This study investigates the impacts of unobservable firm heterogeneity on modelling corporate bond recovery rates at the instrument level. Based on the recovery information over a long horizon from 1986 to 2012, we find that an obligor-varying linear factor model presents significant improvements in explaining the variations of recovery rates with a remarkably high intra-class correlation being observed. It emphasizes that the inclusion of an obligor-varying random effect term has effectively explained the unobservable firm level information shared by instruments of the same issuer and thus results in an improvement of predictive accuracy of recovery rates. The empirical results show that the latent economic cyclical effects have been well represented by firm level heterogeneity, and strong evidence is presented for the normal distributional assumption of the recovery rates.
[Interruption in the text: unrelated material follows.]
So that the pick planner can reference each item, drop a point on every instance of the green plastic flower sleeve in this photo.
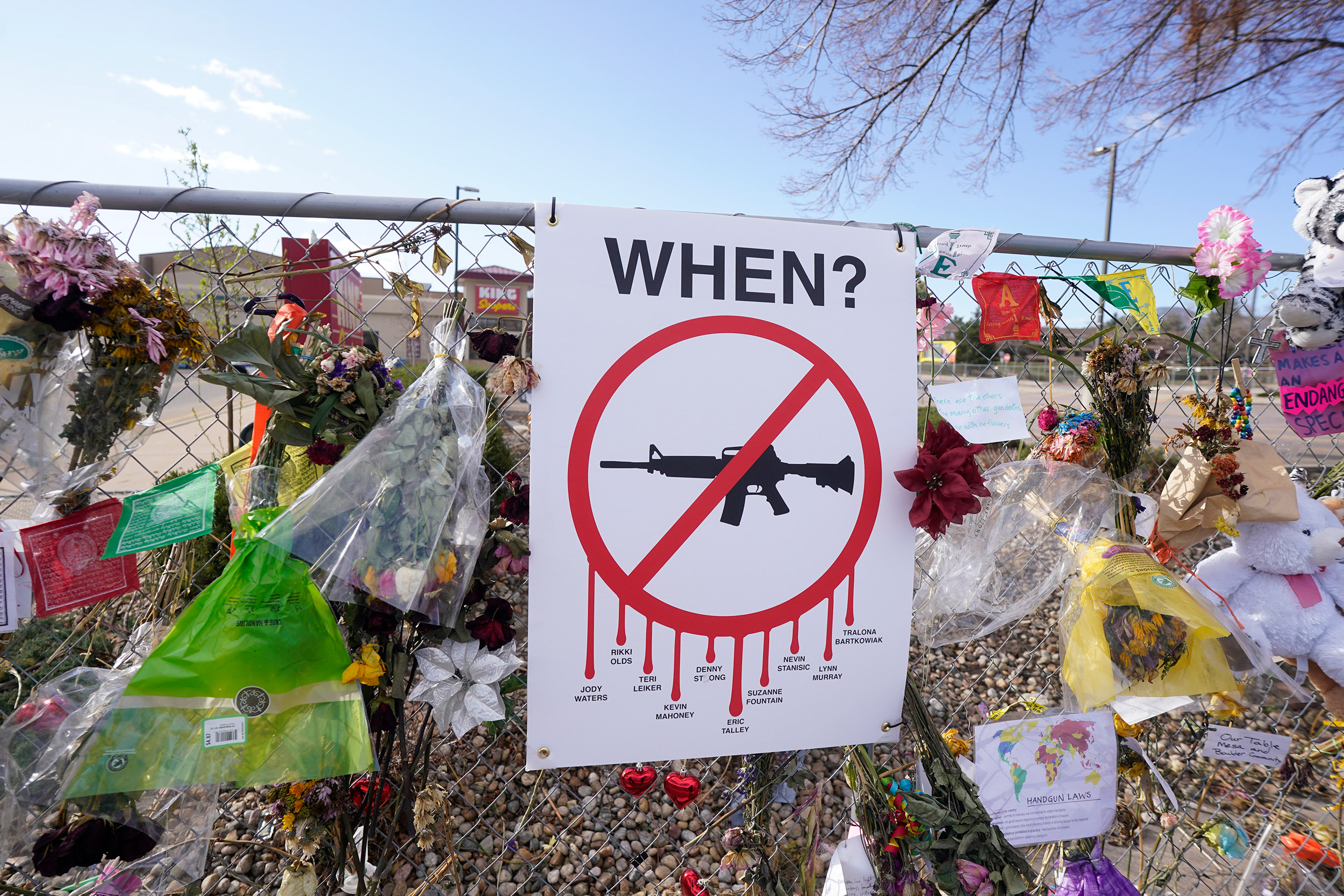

Finally, we demonstrate the choice of recovery rate models may influence portfolio risk with the obligor-varying factor model generating a more right clustered loss distribution than other regression methods on the aggregated portfolio.

Suggested Citation

  • Yao, Xiao & Crook, Jonathan & Andreeva, Galina, 2017. "Is it obligor or instrument that explains recovery rate: Evidence from US corporate bond," Journal of Financial Stability, Elsevier, vol. 28(C), pages 1-15.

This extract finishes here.